Several US pension funds are preparing to significantly increase their allocations to private credit in the 2025 fiscal year, highlighting a growing interest in the sector among institutional investors, according to a report by Banking Exchange.
During a board meeting on 21 August, the Employees Retirement System of Texas announced plans to allocate between $1nm and $1.8bn to private capital markets in the upcoming financial year. The $39.1bn pension fund will focus on asset-backed, direct lending, and distressed debt strategies. This investment will be split between an additional commitment to an existing fund and a new fund that mirrors the strategy of another within their private credit portfolio.

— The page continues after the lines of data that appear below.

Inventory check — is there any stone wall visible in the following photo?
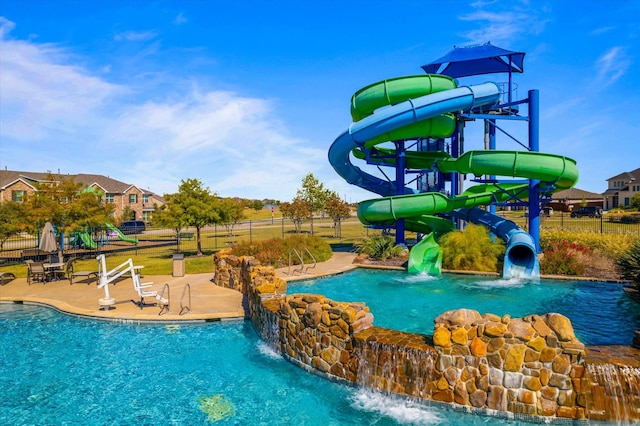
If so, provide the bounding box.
[433,309,586,419]
[214,252,640,420]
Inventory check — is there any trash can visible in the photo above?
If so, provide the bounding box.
[172,253,184,277]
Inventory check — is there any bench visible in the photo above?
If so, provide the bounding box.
[20,248,47,261]
[0,272,16,285]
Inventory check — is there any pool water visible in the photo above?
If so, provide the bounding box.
[0,304,544,426]
[287,268,640,345]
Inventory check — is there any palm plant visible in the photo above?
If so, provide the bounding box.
[617,240,640,286]
[356,235,406,260]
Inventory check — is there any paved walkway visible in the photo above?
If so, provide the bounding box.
[0,253,355,322]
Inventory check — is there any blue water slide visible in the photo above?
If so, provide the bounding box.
[329,83,500,197]
[328,83,539,278]
[450,207,540,279]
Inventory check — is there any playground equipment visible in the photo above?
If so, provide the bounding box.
[329,44,578,278]
[75,223,138,250]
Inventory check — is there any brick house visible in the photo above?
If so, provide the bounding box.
[548,188,604,212]
[602,168,640,210]
[0,170,165,222]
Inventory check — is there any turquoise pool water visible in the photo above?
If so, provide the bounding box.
[287,268,640,345]
[0,304,548,426]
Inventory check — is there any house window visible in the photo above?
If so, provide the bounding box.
[11,189,27,203]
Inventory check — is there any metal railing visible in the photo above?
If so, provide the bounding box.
[179,283,191,315]
[287,248,304,275]
[156,283,171,315]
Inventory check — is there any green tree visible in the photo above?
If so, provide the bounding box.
[296,173,331,213]
[0,201,26,250]
[280,197,313,234]
[25,174,113,259]
[324,192,351,238]
[217,198,244,236]
[247,200,264,213]
[153,194,184,238]
[162,179,221,256]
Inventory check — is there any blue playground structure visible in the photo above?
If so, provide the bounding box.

Similarly, the Teachers Retirement System of Louisiana has approved up to $1.2bn in increased allocations to private credit for 2025. The $27bn pension fund plans to invest between $600m and $800m in distressed and subordinated debt, and an additional $200m to $400m in direct lending.
As part of these efforts, the fund’s private markets manager recommended specific investments, including $160m in ICG Europe Fund IX by Intermediate Capital Group, $100m in the Summit Partners Growth Equity Fund, and $100m in the THL Equity Fund X managed by Thomas H Lee Partners. Earlier this year, the fund had already committed $225m to private credit, with $100m allocated to Comvest Credit Partners VII and $125 million to Castlelake Asset-Based Private Credit.
Additionally, the Fire and Police Pension Association of Colorado has revealed $30m in private equity commitments, including $25m to the Peak Rock Capital Fund IV and $5m to the Transom Mahogany Co-Invest.